Intersections included a standout 205m at 2.04% copper and 0.43 grams per tonne gold from 1,247m, including 44m at 5.77% copper and 1.2gpt gold.
Other hits included 80m at 2.73% copper and 0.44gpt gold from 1,209m, including 24m at 4.7% copper and 0.41gpt gold; 230m at 1.79% copper and 0.52% copper from 1,071m, including 42m at 3.06% copper and 0.92gpt gold; and 71m at 2.2% copper and 0.28gpt gold from 810m.
The intersections also contained silver and uranium mineralisation.
"Further optimism from continuing drilling of Oak Dam, the copper discovery to the south of Olympic Dam," Morgans analyst Adrian Prendergast said.
"Only 14 holes drilled to date, but encouraging results showing good grades."
BHP said recent drilling continued to confirm IOCG-style alteration and mineralisation, with a core of barren hematite-quartz breccias approximately central to the gravity anomaly, surrounded by high-grade chalcocite and bornite mineralisation, which grades outwards to more dominant chalcopyrite and pyrite mineralisation towards the contact with the host granite.
Further drilling will start next month.
Oak Dam is 65km to the southeast of BHP's Olympic Dam mine and 45km northeast of OZ Minerals' commissioning Carrapateena mine.
Meanwhile, BHP reported a 3% fall in copper-equivalent production across the group for the September quarter, largely due to planned maintenance and natural field decline in petroleum.
Iron ore production was 61 million tonnes, down 3% over the June quarter due to planned maintenance at Port Hedland.
Copper production of 430,000 tonnes dropped 3% quarter-on-quarter with record concentrator throughput at Escondida offset by planned maintenance at Olympic Dam.
Metallurgical and energy coal production each dropped by more than 20% due to maintenance, higher strip ratios and weather.
Nickel output of 22,000t was down 25% quarter-on-quarter due to maintenance and the transition to new orebodies.
BHP CEO Andrew Mackenzie said the company had made a solid start to the new financial year.
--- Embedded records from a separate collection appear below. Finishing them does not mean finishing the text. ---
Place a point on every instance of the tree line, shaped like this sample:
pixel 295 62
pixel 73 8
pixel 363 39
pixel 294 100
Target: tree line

"While group production for the quarter decreased slightly due to the expected impacts of planned maintenance and natural field decline in petroleum, guidance remains unchanged and we are on track to deliver slightly higher volumes than last financial year," he said.
"The South Flank iron ore project is 50% complete, with all our major projects on schedule and budget."
BHP said it expected the Jansen potash project in Canada to be put to the board for a final investment decision by February 2021.
The board approved US$144 million to support project planning and on finalising the port solution. An additional $201 million in funding was approved to further de-risk the project.
Shares in BHP were down 2.3% to A$35.20.